A second Trump administration is likely to have a broadly negative impact on Emerging Markets and Developing Economies (EMDEs) through several channels: macroeconomic, and structural/institutional. Of course, not all EMDEs will be affected in the same way and to the same extent, and some of them might benefit from some aspects of MAGA 2.0 economic policies.
The Macroeconomic Channel will impact the global economy and EMDEs through three channels: inflation and interest rates, currencies and tariffs
Inflation and interest rates: As I argued in an earlier piece, (ttps://raeconomics.substack.com/p/macroeconomic-color-maga-20) MAGA 2.0 is likely to usher a period of renewed inflation and higher-for-longer interest rates. In the absence of the traditional Republican commitment to fiscal discipline, deeper tax cuts should lead to a widening of already dangerously high fiscal deficits. In addition, the threat of higher and potentially punitive tariffs will be reflected in higher prices, reversing gains made on inflation in the past year. These concerns have been reflected in unease in the bond markets, with the 10-year yield remaining in around 4.40% since the election. Furthermore, concerns about higher inflation could slow down or even reverse the pace of monetary easing by the Fed.
Dollar Strength: The greenback has been enjoying a long bullish stretch, with the dollar index rising by 6% since its 2024 trough on September--and 17% since its four-year trough in May 2020. In combination, higher interest rates and a strong dollar puts additional pressure on EMDE debt servicing costs.
Tariffs: The incoming Trump administration has made tariffs the centerpiece of its economic policy. Tariffs have two opposite impacts on global trade: trade creation/destruction and trade diversion. Trade creation/destruction means that tariffs will cause a slowdown in trade volumes, affecting all countries. Trade diversion means that trade will be directed from countries subject to tariffs to those who are exempted. In the longer term, these effects become stronger as global businesses react to the new environment by shortening their supply chains and “friendshoring” or “reshoring”.
Furthermore, a trade war complicates the trade strategy of EMDEs, as they come under pressure to choose sides and suffer the economic and political consequences.
The Structural/Institutional Channel will impact EMDEs in multiple ways, but mainly through geo-economic fragmentation and climate change.
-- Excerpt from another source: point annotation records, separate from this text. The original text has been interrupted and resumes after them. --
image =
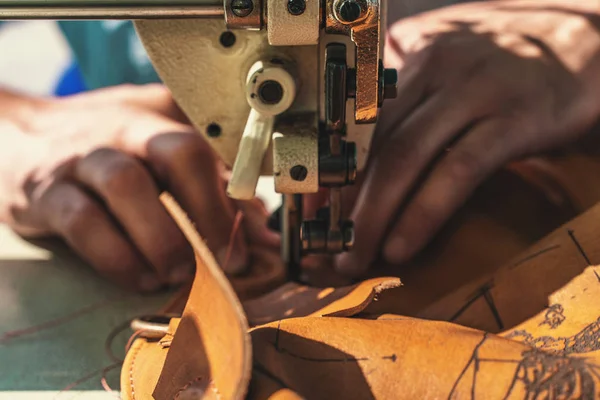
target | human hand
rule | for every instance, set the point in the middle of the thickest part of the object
(480, 85)
(89, 168)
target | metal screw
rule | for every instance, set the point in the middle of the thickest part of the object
(299, 173)
(390, 83)
(348, 235)
(242, 8)
(213, 130)
(296, 7)
(350, 11)
(270, 92)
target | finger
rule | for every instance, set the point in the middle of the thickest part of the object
(254, 223)
(131, 195)
(396, 168)
(150, 97)
(452, 181)
(186, 164)
(89, 230)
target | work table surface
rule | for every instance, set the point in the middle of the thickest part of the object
(42, 282)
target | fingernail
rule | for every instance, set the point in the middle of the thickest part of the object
(181, 274)
(149, 282)
(234, 264)
(395, 250)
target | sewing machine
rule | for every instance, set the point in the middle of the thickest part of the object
(288, 88)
Geo-economic Fragmentation: The Trump administration’s hostility to global rules and preference for disruptive actions on the global financial scene is likely to intensify the pace of geo-economic fragmentation, as well as weaken the main institutions of the global financial architecture of the past 80 years. Policies undermining international financial cooperation, in combination with the expected chaos in global financial markets will have three broad impacts on EMDEs. First, the increased volatility is likely to disrupt financial and investment flows to EMDEs. Second, a Trump administration is likely to undermine the multilateral financial institutions, putting at risk their efforts to address financially distressed EMDEs. Finally, these actions are likely to widen the rift between the Global North and Global South, which will paradoxically strengthen the hand of players considered to be the main adversaries of the United States
Climate Change: It is a well-established fact that EMDEs are particularly exposed to the negative impact of climate change.We are in the middle of two global conferences with a focus on climate change: the COPE 2024 and the G20. Over the past decade, the global community has struggled to find agreement on mitigating the impact of climate change—more specifically to limit the temperature increase from the pre-industrial era to 1.5 degrees centigrade. In addition to the commitments by the major economic powerhouses (the United States, the European Union, China and India) to reduce carbon emissions, the global community has been discussing directing massive financial resources to mitigate the effect of climate change on EMDEs. The advanced countries had pledged $100 billion dollars/year over the next decades—more recent estimates call for$1 trillion per year. Admittedly, reaching consensus on such large sums, and keeping the advanced countries to fulfill these pledges is already a formidable task. However, Trump and the MAGA 2.0 world has called climate change a hoax and once again promised to exit from the Paris Accord. A second U.S exit from the Paris Accord would be a major blow to the efforts to contain the impact of climate change. such a change would affect all EMDEs, but most particularly the poorest EMDEs, which already bear the brunt of the impact of climate change.
In conclusion, the policy choices of the second Trump term and its promise of disruptions at both the U.S. and global level pose significant challenges to the EMDEs. It will be incumbent on other major players such as the European Union, major G20 nations and the multilateral financial institutions to navigate an increasingly fraught global economic and financial environment over the next few years.